Every time I come to Cannes, I am determined to speak French. I studied the language back in 2010, before spending a month in Paris. A month where I bumbled around town, but remained upbeat about it. I got myself into all sorts of faux pas… such as the time I told a strange man in a park that I loved him. But even though I’m not good at speaking French, I do enjoy the challenge. I also like the way I’m much more decisive and “in the moment” in this language, being that I can only speak in short sentences and present tense. “I would like a coffee!” I exclaim loudly to a startled waiter in a café. “It is raining,” I remark to a lady on the street, in what I hoped was a thoughtful tone, as if I was contemplating the deeper meaning of water coming from the sky.
It did rain a little as I rushed off to see ‘Everybody Knows’, the opening film by Asghar Farhadi. I commenced my usual morning routine of walking as fast down the Croisette as my legs could carry me, whilst shoving a croissant in my mouth and scalding my tongue with coffee. But instead of the usual fight for seats that greeted me daily at the 8:30am screenings I arrived to… a virtually empty theater. This was due to the change in press screenings, with most people seeing the movie the night before, after the premiere.
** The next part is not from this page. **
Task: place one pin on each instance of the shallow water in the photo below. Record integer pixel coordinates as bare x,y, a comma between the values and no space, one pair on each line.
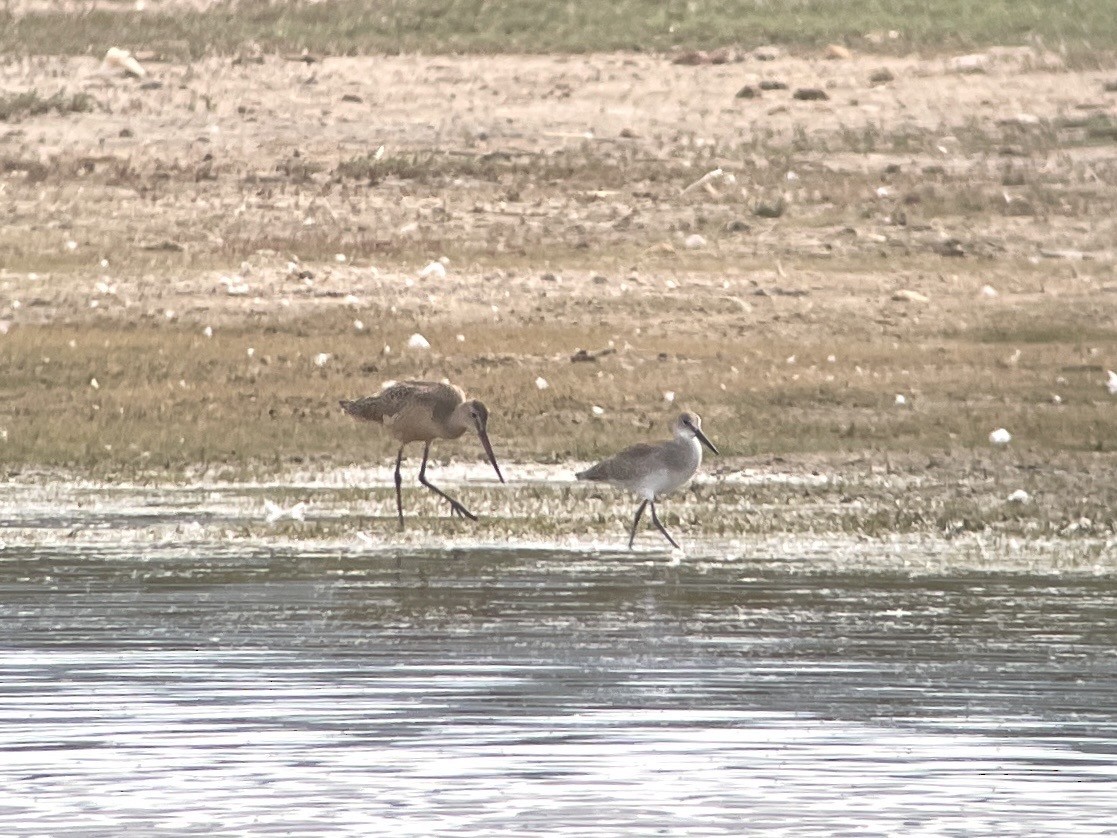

I wasn’t mad at it.
‘Everybody Knows’ is set in Spain, and told in Spanish by an Iranian director. It’s not Farhadi’s first time making a movie in a language other than his own, but it does feel like his first dip into a different language of film. There are still his familiar themes of family and secrets in this story about two childhood lovers who reunite for a wedding… but here those themes are given a genre twist. A wedding guest is kidnapped, and the mystery must be solved against a ticking clock. There’s also a sense of a new film language with cinematographer Jose Luis Alcaine behind the lens - ‘Everybody Knows’ features more lush visuals than the realistic look of Farhadi’s other movies.
The language of love is apparent in the chemistry of Javier Bardem and Penélope Cruz, the two stars of ‘Everybody Knows’. I think it was a great idea to cast this real-life married couple as old lovers, because they naturally have that sense of familiarity and history about them. Equality too, apparently. At the press conference following the film, the actors were asked whether they were paid equally. “Actually, yes,” Cruz replied, in language that was simple, and to the point.
At lunch-time I took myself off to a restaurant, with the challenge of ordering everything in French. It’s really not necessary, because everyone here speaks English. And in fact that is what they do to me. Because before I can get to the end of the sentence “Table pour une personne” it’s pretty obvious I’m not from around here. Still, I persisted, and felt quite pleased with myself as I tucked in to my main, two sides and cheeky glass of wine.
A special screening of ‘Mean Streets’ was next on my list, and even though I arrived an hour early, I had to join the back of a long line. This film is still as popular as it was when it screened in Cannes back in 1974. And seeing it in France, with a packed crowd, felt like a new translation. There is a fresh vitality to the film and somehow, seeing it in France, Martin Scorsese’s French New Wave influences were more apparent. Also, the beginnings of Scorsese’s own unique style. He is a director I greatly admire, both for his work and for what he has done for film preservation. He speaks fluent cinema, with an encyclopedic knowledge about movies and filmmakers from all eras and all parts of the globe.
Needless to say, I stayed for the Q&A with Scorsese afterwards, and it was a thrill to see him speak, albeit through a translator for the French audience. He talked about how he didn’t realize until years afterwards that ‘Mean Streets’ was about the relationship between his own father and uncle. He related the story of Johnny Boy and Charlie to a moment he witnessed while being an altar boy in the Catholic church. And how showing the film in Cannes opened the door to him internationally. Also I super impressed with his translator, who sat, listening intently, while Scorsese gave answers up to three minutes long… and then translated to French (seemingly) perfectly, speaking for the same amount of time, mentioning the same names as he did. What a memory!
With all that translating, the Q&A went longer than expected, so I rushed off to my final film of the day. ‘The Eyes of Orson Welles’ is a documentary directed by Mark Cousins and co-produced by FilmStruck. Before the film Cousins explained that he was daunted at the prospect of trying to figure out who exactly the actor / director really was. He found his window, his translation, through the artwork of Welles. So, throughout this two hour doc, Cousins dissects sketches and paintings, interpreting them based on the personal life and work of Welles. His attempt is to see this icon through new eyes, and through some of the references feel like a stretch, he makes some very astute observations. These are framed through a pretend letter Cousins writes to Welles, asking the questions he wants to know, catching Welles up with what he’s missed in the world since his death, and explaining the interpretations of his work. If you enjoy deconstructing classic cinema and the language of film (and art), this one is for you.
As for me, I’m currently googling whether it is possible to learn a language while you sleep. I am very tired, and need to catch some z’s before I spend another day trying to get my tongue around Cannes. So to speak. Bonne nuit!